I vastly prefer creating hermetic environments with either venv or Docker. They're much cleaner and easier to work with. I wish data scientists would adopt these tools instead.

Sadly, many of the ML models I investigate on Github don't even have their package requirements frozen. It's an uphill battle...


> I vastly prefer creating hermetic environments with either venv or Docker. They're much cleaner and easier to work with. I wish data scientists would adopt these tools instead.

I suspect you have a lot of time on your hands. But for me the 'batteries included' approach really nails it, why repeat the headache over and over again when a single entity can take care of that in such a way that incompatibilities are almost impossible to create? The hardest time I've had was to re-create an environment that ran some python code from a while ago, with Anaconda it was super easy.

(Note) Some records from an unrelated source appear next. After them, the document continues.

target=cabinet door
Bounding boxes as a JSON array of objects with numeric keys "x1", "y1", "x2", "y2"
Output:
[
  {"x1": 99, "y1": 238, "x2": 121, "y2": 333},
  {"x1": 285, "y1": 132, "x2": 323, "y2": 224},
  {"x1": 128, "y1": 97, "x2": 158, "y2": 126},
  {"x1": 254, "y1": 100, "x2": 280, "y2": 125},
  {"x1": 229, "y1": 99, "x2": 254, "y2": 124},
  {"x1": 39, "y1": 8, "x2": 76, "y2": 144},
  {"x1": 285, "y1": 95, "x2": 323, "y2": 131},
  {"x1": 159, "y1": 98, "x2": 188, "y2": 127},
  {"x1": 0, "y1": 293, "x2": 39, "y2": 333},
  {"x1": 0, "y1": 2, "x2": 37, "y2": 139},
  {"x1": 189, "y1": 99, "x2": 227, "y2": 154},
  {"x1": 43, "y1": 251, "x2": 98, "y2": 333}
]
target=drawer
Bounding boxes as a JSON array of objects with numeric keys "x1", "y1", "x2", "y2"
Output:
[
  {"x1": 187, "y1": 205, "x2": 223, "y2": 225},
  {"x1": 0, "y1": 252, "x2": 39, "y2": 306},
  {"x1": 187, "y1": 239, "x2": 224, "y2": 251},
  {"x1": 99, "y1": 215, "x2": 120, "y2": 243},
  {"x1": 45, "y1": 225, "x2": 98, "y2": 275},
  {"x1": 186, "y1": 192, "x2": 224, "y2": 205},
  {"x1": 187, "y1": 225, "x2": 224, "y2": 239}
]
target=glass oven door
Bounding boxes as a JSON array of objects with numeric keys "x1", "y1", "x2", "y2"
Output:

I'm sure it has its limitations and just like every other tool there are situations where it is best to avoid it but for now it suits me very well.


I would suggest you try out Miniconda (https://docs.conda.io/en/latest/miniconda.html). It comes with just the basics, and let's you install TF with GPU support by simply doing:

conda install -c anaconda tensorflow-gpu


it's incredibly slow.


What’s incredibly slow? Installing things with conda?


conda install for our environment.yml: about 3-5 minutes solving, then 5-10 minutes installing.

pip install with almost exactly the same set of packages: 3-5 minutes total.